Toute la dynamique de la décentralisation de 1982 s'est mise en place au moment où les conditions du largage se mettaient en place parallèlement. Autrement dit, toute la dynamique de la décentralisation a coïncidé avec celle de l'entrée dans la mondialisation. Je considère que depuis 1982, nous sommes dans une certaine errance, avec parfois des décisions heureuses et souvent malheureuses. Mais globalement, il n'y a aucune réflexion de fond sur le régime territorial de la France. On fonctionne par accumulation progressive. Il n'y a aucune vision territoriale de la nation au XXIème siècle. Les gens sont très troublés, même aux antipodes. En Guadeloupe, quand les gens se sont rebellés il y a deux ans à Noël, le ministre de l'Intérieur, Gérald Darmanin leur a dit : on peut réfléchir à l'autonomie. Mais ce n'est pas ce qu'ils demandent. Ils veulent juste être traités comme une région comme une autre. La notion d'aménagement du territoire était la responsabilité de la Datar : des fonctionnaires qui se proposaient d'expliciter, de mettre noir sur blanc, une vision territoriale pour la France. Ce poste de pilotage a totalement disparu. C'est un manque et c'est sans doute un effort à produire. A l'heure actuelle on a l'impression d'un mouvement de décentralisation / improvisation. C'est dommage, il y a tant de possibilité dans ce qui est, avec l'Ukraine, le plus vaste pays d'Europe.

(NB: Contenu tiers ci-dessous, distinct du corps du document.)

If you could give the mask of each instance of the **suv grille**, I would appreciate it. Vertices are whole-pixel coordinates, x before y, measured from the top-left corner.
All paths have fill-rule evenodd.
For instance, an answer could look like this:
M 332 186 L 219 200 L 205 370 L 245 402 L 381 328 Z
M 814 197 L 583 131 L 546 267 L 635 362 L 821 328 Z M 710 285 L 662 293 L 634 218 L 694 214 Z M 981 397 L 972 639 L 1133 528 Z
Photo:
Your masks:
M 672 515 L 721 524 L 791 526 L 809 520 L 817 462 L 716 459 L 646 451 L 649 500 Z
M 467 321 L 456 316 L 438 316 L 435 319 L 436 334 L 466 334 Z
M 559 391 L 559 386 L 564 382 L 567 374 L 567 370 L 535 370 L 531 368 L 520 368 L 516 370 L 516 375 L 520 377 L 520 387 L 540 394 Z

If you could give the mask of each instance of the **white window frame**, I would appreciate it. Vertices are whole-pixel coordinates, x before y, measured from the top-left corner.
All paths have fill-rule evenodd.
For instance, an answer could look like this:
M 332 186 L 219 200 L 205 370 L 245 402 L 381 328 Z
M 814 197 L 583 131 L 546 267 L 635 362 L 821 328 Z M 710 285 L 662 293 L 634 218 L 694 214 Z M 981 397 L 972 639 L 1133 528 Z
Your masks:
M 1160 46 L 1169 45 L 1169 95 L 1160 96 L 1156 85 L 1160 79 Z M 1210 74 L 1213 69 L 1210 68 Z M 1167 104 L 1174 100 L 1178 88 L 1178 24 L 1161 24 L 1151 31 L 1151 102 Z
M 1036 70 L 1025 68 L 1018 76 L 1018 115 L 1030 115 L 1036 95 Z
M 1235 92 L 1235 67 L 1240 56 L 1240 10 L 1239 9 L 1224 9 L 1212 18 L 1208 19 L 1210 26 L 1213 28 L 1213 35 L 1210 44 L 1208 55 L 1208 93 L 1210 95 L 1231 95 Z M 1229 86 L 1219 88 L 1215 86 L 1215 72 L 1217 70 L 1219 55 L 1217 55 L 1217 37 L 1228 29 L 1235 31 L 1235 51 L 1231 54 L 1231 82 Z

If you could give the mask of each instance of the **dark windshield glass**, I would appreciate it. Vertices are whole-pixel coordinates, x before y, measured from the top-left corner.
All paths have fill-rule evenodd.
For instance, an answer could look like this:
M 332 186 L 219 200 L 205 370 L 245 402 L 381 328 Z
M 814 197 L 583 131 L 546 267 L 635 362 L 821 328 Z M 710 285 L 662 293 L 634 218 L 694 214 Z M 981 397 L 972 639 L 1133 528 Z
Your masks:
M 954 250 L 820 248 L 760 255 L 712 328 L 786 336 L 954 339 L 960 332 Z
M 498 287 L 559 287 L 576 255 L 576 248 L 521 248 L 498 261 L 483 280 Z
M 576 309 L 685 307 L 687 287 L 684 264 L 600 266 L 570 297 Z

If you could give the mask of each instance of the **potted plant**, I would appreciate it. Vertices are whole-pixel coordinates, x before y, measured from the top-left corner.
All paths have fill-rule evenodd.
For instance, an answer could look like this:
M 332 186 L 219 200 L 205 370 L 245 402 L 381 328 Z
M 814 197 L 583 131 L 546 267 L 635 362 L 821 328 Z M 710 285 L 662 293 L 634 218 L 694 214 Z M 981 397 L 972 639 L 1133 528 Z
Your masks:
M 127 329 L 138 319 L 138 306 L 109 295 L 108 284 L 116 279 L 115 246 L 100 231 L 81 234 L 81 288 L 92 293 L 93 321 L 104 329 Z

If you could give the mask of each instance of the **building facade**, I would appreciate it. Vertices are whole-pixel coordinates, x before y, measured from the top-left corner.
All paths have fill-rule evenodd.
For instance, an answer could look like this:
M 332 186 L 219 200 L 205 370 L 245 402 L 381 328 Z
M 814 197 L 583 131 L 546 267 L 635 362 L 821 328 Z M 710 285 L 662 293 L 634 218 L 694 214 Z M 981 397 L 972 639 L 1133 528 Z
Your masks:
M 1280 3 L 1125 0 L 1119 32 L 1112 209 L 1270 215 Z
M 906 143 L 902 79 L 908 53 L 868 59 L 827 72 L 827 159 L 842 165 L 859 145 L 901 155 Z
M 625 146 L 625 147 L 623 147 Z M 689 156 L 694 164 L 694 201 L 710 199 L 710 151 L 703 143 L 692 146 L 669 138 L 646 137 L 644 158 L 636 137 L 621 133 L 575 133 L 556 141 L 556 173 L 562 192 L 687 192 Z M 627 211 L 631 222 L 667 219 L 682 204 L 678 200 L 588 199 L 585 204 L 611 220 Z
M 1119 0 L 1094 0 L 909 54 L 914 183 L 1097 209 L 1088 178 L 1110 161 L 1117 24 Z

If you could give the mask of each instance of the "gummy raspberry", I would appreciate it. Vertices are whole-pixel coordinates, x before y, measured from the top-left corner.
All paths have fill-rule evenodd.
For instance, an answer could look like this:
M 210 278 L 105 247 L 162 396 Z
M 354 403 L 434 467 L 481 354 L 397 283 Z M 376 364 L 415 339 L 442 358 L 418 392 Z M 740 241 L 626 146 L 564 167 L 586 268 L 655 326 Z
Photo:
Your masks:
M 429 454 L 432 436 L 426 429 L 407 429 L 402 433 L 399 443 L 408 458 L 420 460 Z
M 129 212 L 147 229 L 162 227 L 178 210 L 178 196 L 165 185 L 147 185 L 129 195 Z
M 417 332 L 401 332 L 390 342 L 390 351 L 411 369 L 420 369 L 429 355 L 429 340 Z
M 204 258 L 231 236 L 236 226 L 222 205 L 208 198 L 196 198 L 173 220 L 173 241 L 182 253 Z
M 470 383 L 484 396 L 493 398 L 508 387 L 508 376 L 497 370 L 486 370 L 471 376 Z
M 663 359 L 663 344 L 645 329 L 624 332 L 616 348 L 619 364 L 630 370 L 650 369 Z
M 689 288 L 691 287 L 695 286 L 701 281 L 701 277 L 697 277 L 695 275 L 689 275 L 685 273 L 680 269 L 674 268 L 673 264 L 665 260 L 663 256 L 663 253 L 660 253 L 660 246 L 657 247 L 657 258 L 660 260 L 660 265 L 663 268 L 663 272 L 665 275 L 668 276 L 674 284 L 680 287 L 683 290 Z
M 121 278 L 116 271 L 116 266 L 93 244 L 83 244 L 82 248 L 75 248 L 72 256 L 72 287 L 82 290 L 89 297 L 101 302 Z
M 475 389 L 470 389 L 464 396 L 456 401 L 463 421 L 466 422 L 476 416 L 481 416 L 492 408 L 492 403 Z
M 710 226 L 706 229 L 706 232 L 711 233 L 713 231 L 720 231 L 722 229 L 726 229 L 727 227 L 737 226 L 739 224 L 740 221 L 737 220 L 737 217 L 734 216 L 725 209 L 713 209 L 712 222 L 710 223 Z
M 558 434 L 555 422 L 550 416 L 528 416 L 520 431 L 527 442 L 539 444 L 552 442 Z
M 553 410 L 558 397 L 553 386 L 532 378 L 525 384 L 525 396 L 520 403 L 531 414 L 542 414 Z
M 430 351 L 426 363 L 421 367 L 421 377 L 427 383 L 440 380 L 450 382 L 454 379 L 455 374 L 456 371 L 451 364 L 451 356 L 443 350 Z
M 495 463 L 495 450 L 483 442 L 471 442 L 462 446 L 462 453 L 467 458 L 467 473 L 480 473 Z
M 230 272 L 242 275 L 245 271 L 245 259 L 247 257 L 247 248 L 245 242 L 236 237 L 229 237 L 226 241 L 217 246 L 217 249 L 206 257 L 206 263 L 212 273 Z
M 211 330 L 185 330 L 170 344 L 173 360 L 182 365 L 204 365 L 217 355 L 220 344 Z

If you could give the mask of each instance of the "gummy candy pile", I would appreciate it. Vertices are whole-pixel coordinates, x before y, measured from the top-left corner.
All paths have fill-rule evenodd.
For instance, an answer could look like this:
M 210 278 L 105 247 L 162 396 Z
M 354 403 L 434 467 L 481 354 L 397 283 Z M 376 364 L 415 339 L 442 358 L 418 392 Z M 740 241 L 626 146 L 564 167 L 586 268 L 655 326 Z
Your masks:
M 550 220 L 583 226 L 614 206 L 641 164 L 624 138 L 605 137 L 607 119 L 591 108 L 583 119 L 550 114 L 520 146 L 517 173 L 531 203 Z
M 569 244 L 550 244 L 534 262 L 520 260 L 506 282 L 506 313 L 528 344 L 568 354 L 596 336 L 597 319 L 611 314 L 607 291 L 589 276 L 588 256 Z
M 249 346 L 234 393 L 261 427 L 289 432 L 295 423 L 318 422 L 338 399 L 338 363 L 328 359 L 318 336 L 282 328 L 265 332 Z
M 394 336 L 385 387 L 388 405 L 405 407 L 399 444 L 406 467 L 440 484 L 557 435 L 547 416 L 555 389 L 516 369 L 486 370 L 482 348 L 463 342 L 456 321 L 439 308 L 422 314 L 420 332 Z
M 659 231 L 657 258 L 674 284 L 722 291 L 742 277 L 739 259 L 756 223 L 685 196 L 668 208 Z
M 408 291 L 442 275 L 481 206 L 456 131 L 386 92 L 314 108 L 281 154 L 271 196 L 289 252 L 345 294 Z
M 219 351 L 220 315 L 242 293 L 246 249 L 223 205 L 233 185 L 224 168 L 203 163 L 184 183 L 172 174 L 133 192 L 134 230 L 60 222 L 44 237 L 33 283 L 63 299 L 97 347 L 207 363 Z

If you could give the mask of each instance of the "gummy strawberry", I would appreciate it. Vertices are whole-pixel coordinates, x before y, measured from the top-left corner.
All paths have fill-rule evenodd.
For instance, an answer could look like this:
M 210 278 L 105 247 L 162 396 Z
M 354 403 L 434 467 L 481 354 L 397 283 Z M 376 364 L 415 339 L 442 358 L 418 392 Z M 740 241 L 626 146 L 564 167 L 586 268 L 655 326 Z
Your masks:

La crise sanitaire puis la guerre en Ukraine ouvrent la page d'une nouvelle étape de de la mondialisation où les mots de réindustrialisation, relocalisation, reviennent souvent à la bouche des politiques. Comment voyez-vous l'avenir ?
Les chocs pandémique, géopolitique et énergétique sonnent le début d'un second chapitre de la mondialisation : une mondialisation soucieuse. Il y a des choses qui vont coûter beaucoup plus cher, parce qu'elles viennent de loin. La crise énergétique s'inscrit dans ce mouvement. A court terme, elle est la partie la plus visible de ce trouble dans la mondialisation, parce qu'on était habitué à faire venir de l'énergie de très loin et pour pas cher. On va sans doute revenir à un mix qui va ressembler beaucoup plus au mix énergétique du début du XXème siècle. L'énergie venait des mines, des animaux, de l'agriculture. Elle viendra désormais du solaire, du biogaz, de l'éolien, et bien sûr du nucléaire et de l'hydraulique. La dimension énergétique, c'est la chose qui conditionne le rapatriement de tout le reste. Si on n'est pas capable de produire une énergie à bon marché en France, il n'y aura pas de réindustrialisation. Il se trouve que ce pays est très vaste et a tout à fait la possibilité d'être un géant en énergies renouvelables, si les personnes vivant sur place y trouvent leur compte financièrement et qu'on ne leur inflige pas cela comme une punition depuis Paris.